- Native name: محمد الجاسم
- Born: 1987 (age 38–39) Jousa, Hama, Syria
- Allegiance: Syrian opposition (2011–2024); Syrian National Army (until 2025); Syria (since 2025);
- Rank: Brigadier General
- Commands: Sultan Suleiman Shah Division (SNA); 62nd Division (Syrian Army);
- Conflicts: Syrian Civil War Al-Nusra Front–SRF/Hazzm Movement conflict; Operation Olive Branch; East Aleppo offensive (2024–2025)^{[citation needed]}; ;

= Mohammed al-Jassem =

Syrian Army General

Mohammed al-Jassem (محمد الجاسم, born in 1987, Jousa, Hama Governorate), also known by his nom de guerre Abu Amsha (أبو عمشة) is a Syrian Army general commanding the 62nd Division. He had previously served as the leader of the Sultan Suleiman Shah Division, a faction within the Turkish-supported group known as the Syrian National Army.

Abu Amsha gained prominence during the Syrian civil war after joining several opposition military groups. He also became well known in March 2025, after participating in the 2025 massacres of Syrian Alawites, in which he participated as the commander of the Hama division within the newly re-formed Syrian Army under the command of Murhaf Abu Qasra.

== Military career ==
Before the outbreak of the Syrian civil war, al-Jassem worked as a tractor and harvester driver in the Syrian countryside. With the onset of the conflict in 2011, he joined an armed opposition group known as "Khat Al-Nar" (Fire Line), which later merged with the "Martyrs of Hiyalin Battalion". On 19 November 2012, he co-founded the "Fire Line Brigade" in northern Hama Governorate.

He joined the Syrian Revolutionaries Front (SRF) in 2013. Following clashes between it and Jabhat al-Nusra, (which resulted in the dissolution of the SRF), al-Jassem relocated to northern Aleppo Governorate and joined the Levant Front. Later, he became a unit commander in the Sultan Murad Division during Operation Olive Branch in Afrin in 2018 where his unit allegadly became infamous for committing atrocities against the local Kurds. Afterward, he established the Sultan Suleiman Shah Division, which became part of the Turkish-backed Syrian National Army.

After the fall of the Assad regime, military opposition factions began to merge within the Syrian Army under the Ministry of Defense of the new administration. Al-Jassem was subsequently promoted to the rank of brigadier general and was appointed commander of the 25th Division, with Enab Baladi calling it the Hama Brigade. Although later reports stated he led the 62nd Division.

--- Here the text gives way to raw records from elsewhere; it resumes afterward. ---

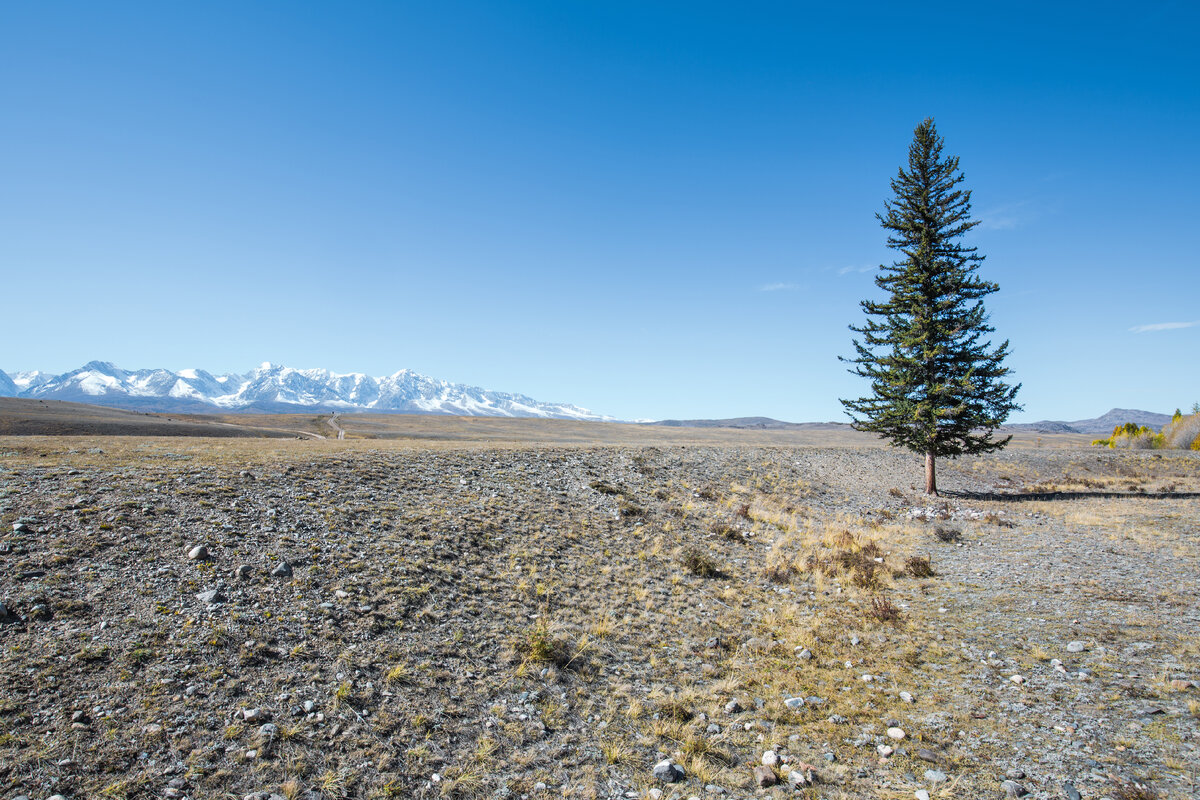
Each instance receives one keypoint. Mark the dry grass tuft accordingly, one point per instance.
(882, 609)
(919, 566)
(700, 563)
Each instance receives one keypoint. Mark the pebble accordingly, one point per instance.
(797, 777)
(1013, 789)
(213, 596)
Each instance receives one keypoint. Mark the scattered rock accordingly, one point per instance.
(213, 596)
(1013, 789)
(667, 771)
(765, 777)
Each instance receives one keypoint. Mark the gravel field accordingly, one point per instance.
(300, 619)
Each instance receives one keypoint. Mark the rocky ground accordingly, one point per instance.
(327, 620)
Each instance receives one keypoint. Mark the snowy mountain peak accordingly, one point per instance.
(274, 388)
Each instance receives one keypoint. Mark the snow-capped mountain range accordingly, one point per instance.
(271, 388)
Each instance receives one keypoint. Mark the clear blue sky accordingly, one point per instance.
(648, 209)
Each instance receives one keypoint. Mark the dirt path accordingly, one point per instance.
(333, 422)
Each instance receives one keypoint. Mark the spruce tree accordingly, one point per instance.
(936, 380)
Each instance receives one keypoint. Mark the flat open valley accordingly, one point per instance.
(509, 614)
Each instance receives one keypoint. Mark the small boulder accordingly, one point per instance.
(765, 777)
(669, 773)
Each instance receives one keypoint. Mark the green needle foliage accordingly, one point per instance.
(936, 380)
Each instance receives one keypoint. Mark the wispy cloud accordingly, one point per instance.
(1008, 216)
(855, 268)
(1162, 326)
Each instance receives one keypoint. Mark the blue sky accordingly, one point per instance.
(648, 209)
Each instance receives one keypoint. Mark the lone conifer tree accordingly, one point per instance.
(936, 382)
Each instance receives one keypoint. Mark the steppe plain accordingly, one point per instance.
(485, 608)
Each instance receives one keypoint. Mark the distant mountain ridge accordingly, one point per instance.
(750, 423)
(1103, 423)
(276, 389)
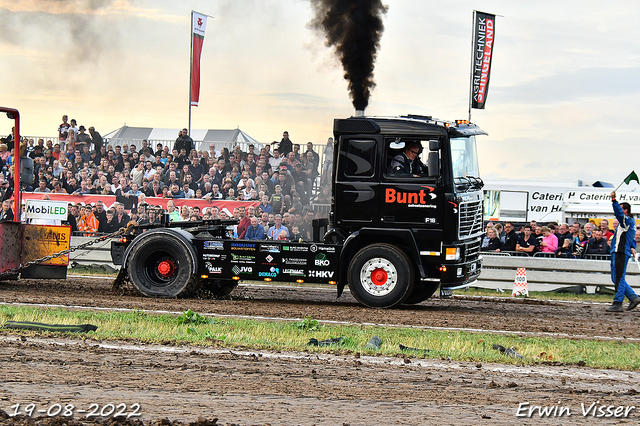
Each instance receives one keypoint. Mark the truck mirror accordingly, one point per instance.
(433, 163)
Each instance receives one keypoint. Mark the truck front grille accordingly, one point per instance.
(470, 219)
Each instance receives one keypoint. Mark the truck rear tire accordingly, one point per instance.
(159, 265)
(380, 276)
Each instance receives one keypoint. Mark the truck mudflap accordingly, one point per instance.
(459, 275)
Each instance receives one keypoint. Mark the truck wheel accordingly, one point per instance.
(221, 288)
(160, 266)
(421, 292)
(380, 276)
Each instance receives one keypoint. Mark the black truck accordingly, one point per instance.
(393, 237)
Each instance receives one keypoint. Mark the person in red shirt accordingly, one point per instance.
(88, 222)
(245, 222)
(604, 227)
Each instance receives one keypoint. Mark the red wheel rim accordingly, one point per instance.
(166, 268)
(379, 276)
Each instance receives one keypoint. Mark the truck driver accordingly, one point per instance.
(408, 162)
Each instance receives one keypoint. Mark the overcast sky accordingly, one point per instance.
(561, 104)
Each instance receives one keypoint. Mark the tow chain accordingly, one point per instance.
(22, 266)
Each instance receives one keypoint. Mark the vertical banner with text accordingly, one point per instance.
(198, 27)
(481, 55)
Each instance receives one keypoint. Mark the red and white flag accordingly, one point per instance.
(483, 35)
(198, 27)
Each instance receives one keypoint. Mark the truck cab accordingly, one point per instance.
(428, 217)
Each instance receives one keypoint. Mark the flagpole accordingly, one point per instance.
(190, 66)
(473, 36)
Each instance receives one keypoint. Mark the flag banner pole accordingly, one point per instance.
(198, 28)
(632, 176)
(473, 32)
(482, 54)
(190, 68)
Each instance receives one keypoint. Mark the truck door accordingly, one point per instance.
(356, 191)
(410, 198)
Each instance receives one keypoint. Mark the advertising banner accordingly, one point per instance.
(481, 55)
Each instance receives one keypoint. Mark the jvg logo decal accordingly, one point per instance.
(242, 270)
(414, 199)
(321, 260)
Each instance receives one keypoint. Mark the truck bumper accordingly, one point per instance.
(459, 275)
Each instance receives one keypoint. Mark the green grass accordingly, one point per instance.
(195, 329)
(539, 295)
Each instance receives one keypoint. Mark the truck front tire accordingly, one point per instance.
(160, 265)
(380, 276)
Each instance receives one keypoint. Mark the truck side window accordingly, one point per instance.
(359, 158)
(407, 158)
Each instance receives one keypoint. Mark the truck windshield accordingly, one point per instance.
(464, 161)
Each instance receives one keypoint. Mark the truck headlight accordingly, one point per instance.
(452, 253)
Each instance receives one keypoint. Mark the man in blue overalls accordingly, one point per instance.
(622, 248)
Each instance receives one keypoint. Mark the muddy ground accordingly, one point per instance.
(245, 388)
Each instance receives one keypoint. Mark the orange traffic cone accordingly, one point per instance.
(520, 284)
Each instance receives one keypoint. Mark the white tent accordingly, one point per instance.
(167, 137)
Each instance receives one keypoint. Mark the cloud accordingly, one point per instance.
(573, 85)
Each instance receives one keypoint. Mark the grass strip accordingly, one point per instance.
(199, 330)
(538, 295)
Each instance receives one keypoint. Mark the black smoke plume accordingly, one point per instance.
(354, 28)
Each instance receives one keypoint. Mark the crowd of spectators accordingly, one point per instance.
(574, 241)
(284, 181)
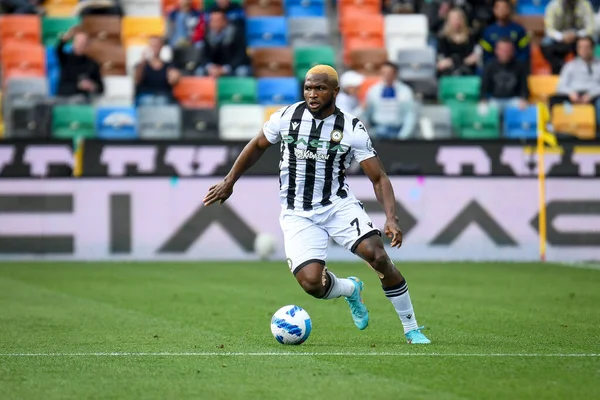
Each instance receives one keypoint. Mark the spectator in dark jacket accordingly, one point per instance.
(224, 49)
(504, 81)
(80, 76)
(183, 23)
(504, 27)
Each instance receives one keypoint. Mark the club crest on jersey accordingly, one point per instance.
(337, 136)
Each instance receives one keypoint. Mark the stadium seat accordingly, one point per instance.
(531, 7)
(278, 90)
(307, 57)
(110, 56)
(73, 121)
(118, 91)
(459, 88)
(116, 123)
(200, 123)
(159, 122)
(30, 121)
(240, 122)
(366, 85)
(263, 8)
(196, 92)
(477, 125)
(308, 32)
(186, 59)
(434, 122)
(407, 31)
(266, 32)
(578, 120)
(23, 60)
(270, 62)
(137, 30)
(304, 8)
(541, 87)
(60, 8)
(142, 8)
(102, 27)
(417, 64)
(236, 90)
(520, 124)
(367, 61)
(54, 28)
(21, 29)
(539, 65)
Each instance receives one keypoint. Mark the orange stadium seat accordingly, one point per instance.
(366, 85)
(263, 8)
(20, 28)
(23, 60)
(102, 27)
(275, 61)
(578, 120)
(541, 87)
(137, 30)
(367, 61)
(196, 92)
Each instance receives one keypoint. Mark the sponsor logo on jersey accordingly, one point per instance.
(315, 144)
(309, 155)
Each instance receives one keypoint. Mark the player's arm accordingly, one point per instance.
(385, 196)
(247, 158)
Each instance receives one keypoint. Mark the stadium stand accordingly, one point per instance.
(284, 38)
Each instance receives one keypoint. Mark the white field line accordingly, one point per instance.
(299, 354)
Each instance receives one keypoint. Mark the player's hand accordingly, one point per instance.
(219, 192)
(392, 230)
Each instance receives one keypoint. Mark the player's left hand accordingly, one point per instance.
(219, 192)
(392, 230)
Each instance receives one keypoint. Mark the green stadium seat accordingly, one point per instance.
(459, 88)
(53, 28)
(307, 57)
(232, 90)
(70, 122)
(477, 125)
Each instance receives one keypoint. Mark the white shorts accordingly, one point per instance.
(306, 234)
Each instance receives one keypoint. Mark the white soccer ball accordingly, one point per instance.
(291, 325)
(265, 245)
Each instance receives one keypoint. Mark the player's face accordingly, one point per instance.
(319, 94)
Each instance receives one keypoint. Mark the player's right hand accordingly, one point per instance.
(219, 192)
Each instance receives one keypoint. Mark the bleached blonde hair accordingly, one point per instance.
(331, 73)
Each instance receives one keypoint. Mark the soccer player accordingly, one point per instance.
(318, 142)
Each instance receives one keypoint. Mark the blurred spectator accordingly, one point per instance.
(579, 81)
(154, 78)
(347, 98)
(80, 76)
(505, 27)
(390, 107)
(98, 7)
(565, 20)
(456, 47)
(504, 80)
(234, 12)
(185, 25)
(224, 49)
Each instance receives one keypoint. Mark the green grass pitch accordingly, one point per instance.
(499, 331)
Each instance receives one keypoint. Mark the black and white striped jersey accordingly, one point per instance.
(315, 154)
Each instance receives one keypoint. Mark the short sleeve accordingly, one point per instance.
(272, 128)
(362, 147)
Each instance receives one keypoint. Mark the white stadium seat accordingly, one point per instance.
(407, 31)
(240, 121)
(118, 91)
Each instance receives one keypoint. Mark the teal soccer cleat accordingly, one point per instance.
(359, 311)
(416, 337)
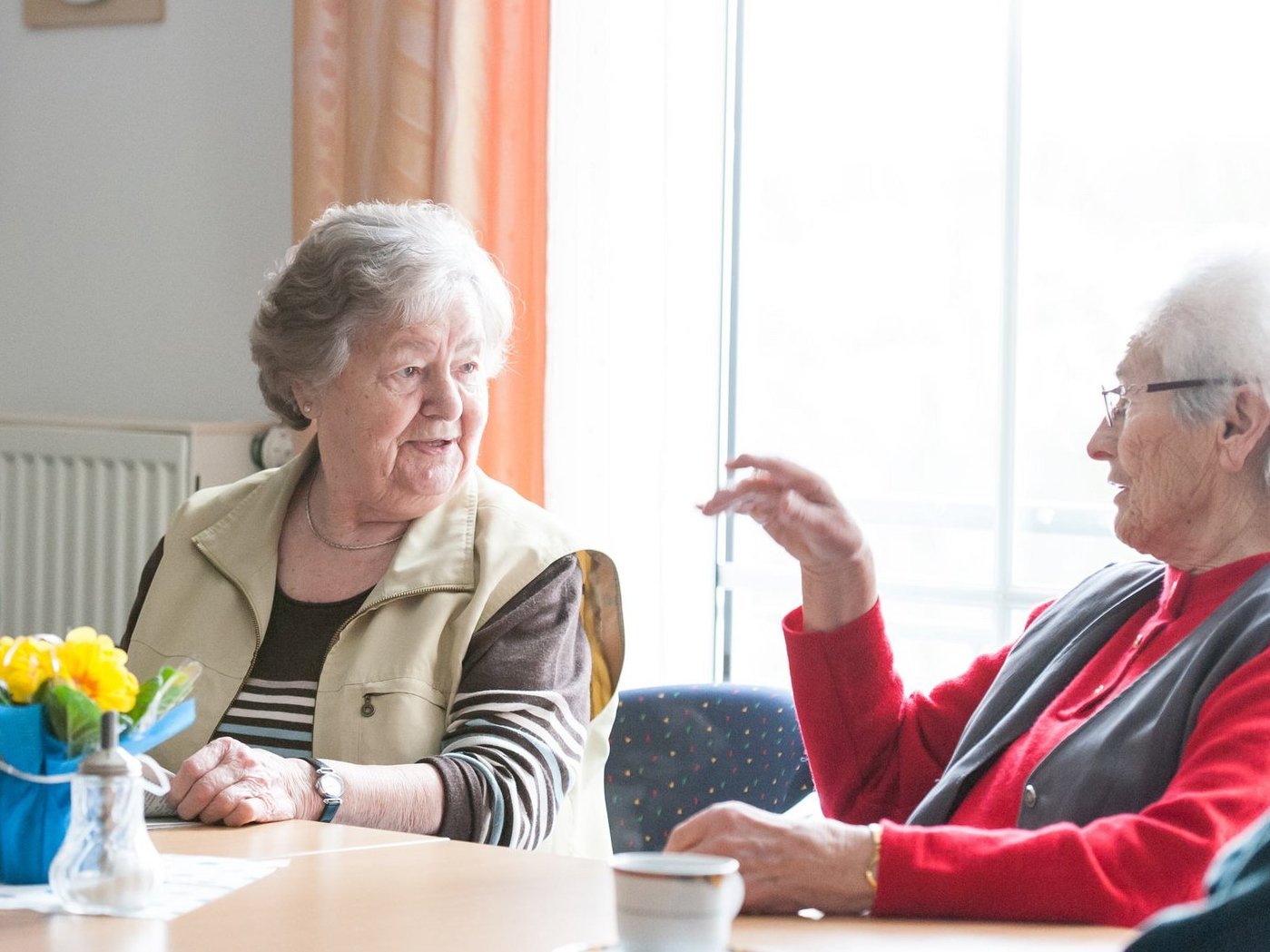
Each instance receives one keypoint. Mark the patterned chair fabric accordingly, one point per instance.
(681, 748)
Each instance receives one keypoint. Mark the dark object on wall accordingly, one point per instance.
(89, 13)
(681, 748)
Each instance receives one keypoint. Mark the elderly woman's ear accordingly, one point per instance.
(1245, 427)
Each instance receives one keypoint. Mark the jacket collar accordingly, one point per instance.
(437, 548)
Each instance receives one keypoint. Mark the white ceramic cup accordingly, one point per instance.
(675, 901)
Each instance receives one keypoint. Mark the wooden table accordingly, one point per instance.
(352, 888)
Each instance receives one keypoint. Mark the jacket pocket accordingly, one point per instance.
(398, 725)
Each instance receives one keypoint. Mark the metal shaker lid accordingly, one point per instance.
(111, 760)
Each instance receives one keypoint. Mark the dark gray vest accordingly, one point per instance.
(1124, 757)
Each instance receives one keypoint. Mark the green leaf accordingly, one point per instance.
(172, 687)
(73, 716)
(146, 696)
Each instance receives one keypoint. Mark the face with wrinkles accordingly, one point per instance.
(400, 427)
(1166, 471)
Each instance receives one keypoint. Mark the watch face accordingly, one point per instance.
(330, 786)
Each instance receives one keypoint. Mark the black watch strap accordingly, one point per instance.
(330, 786)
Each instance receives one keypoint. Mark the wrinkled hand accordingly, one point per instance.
(232, 783)
(788, 863)
(799, 510)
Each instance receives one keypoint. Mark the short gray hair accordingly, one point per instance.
(366, 267)
(1215, 324)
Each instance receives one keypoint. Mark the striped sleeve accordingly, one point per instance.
(513, 744)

== Controversies and allegations ==
Al-Jassem has frequently been criticized for his public appearances with armored vehicles and armed escorts. He has been accused of various human rights violations, including looting, extortion, and abuses against local populations in areas under his control. On 16 February 2022, he was removed from his leadership position by a tribunal of Syrian opposition factions investigating these allegations. Nonetheless, no action had been taken against him by April 2022 and he remained in a leadership position.

Al-Jassem has also been accused of involvement in economic activities, including managing car dealerships under his faction's control. In August 2023, the United States Department of the Treasury sanctioned him and his faction, stating that they engaged in extortion, forced displacement, and property confiscation, particularly targeting Kurdish residents of Afrin. On 28 May 2025, the Council of the European Union sanctioned him and his faction for his involvement in the 2025 massacres of Syrian Alawites. On 19 December 2025, he was sanctioned by the United Kingdom for his involvement in the March 2025 clashes and "historic violence committed during the Syrian Civil War".

Al-Jassem had also been accused of smuggling fighters and mercenaries from Syria to other countries.

In a subsequent interview with Al Majalla, he denied any violations by his unit and claimed he was being treated at a hospital in southern Turkey during the Assadist insurgency.